Over recent years, there have been many changes to the health care available for residents in the town, impacted by the closure of the hospital and the failure of negotiations at the River View care home.

Historically, there has been a hospital in the town since 1887, opened in Bayard’s Cove firstly, before it was moved to South Embankment, where it stands today.

The hospital earned a very good reputation and was a service greatly appreciated by many residents in the community, in Dartmouth and the surrounding villages.

However, in January last year, the Torbay and South Devon Clinical Commissioning Group announced that four community hospitals, including Dartmouth, would close. The decision was voted for to switch resources from hospital bed-based care to community-based care to improve health services and meet increasing demand.

In March 2017, it was announced by the CCG that the hospital would stop admitting new patients on March 13, because the group said it was satisfied new services were in place.

Prior to this, a 12-week consultation had been organised to look into the future of community health services in south Devon and Torbay.

A proposal was put forward to move all health services in the town to a single site in Townstal, at the River View nursing home. Doctors, the outpatient clinic and Dartmouth Caring were all scheduled to move to Townstal where six hospital beds and a care home would be managed.

Much to the disappointment of residents, negotiations collapsed after the NHS trust failed to secure a lease on the property.

In a statement released in January this year, trust chief executive Mairead McAlinden said: “Following many months of planning and negotiation, the trust has been unable to agree with the owner of River View a reasonable price for its lease for the development of the health and well-being centre in Dartmouth. However, work is already under way to identify an alternative solution.

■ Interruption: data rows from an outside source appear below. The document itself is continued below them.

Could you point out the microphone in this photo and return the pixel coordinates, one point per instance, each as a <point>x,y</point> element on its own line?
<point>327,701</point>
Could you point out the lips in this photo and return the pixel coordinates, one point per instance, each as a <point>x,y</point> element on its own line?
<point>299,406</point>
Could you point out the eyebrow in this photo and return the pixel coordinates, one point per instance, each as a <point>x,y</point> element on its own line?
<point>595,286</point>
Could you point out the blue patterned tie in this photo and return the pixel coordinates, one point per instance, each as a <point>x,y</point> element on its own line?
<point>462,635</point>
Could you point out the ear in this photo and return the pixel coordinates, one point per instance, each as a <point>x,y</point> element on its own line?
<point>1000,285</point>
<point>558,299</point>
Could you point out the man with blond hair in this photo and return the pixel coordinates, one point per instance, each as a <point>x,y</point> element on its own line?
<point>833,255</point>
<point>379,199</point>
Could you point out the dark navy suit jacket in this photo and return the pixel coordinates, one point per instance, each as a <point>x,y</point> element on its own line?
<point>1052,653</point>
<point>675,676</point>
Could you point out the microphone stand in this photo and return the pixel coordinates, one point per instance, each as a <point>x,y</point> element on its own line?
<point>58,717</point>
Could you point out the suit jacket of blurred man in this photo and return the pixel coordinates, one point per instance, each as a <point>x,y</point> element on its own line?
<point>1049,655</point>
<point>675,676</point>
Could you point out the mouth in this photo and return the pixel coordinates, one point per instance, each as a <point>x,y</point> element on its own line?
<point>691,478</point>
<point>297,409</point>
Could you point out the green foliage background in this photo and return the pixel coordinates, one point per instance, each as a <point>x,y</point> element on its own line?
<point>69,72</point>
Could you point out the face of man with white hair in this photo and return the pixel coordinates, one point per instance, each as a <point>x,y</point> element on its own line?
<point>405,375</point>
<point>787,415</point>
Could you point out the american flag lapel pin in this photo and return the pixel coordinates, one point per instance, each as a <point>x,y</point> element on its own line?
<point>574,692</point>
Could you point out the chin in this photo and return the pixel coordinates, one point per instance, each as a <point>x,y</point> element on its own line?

“Plans to locate the new centre at River View in Dartmouth cannot now proceed following the rejection by the building’s owners of an offer of £225,000 per year for a 35-year lease of the building, amounting to almost £8m over the life of the lease.”

Monday’s public meeting will offer residents a chance to question the trust. In addition, a drop-in session running from 1pm-5pm will be held at the church. The two sessions will provide of time to ask questions and hear the latest news about plans for a health and wellbeing centre in the town.

Simon Tapley, chief operating officer of the clinical commissioning group, and representatives from the NHS trust, including Liz Davenport, interim chief executive; Lesley Darke, director of estates; Dawn Butler, deputy director of strategy and improvement and Lee Baxter, assistant director community health and social care services southern, will be among those attending.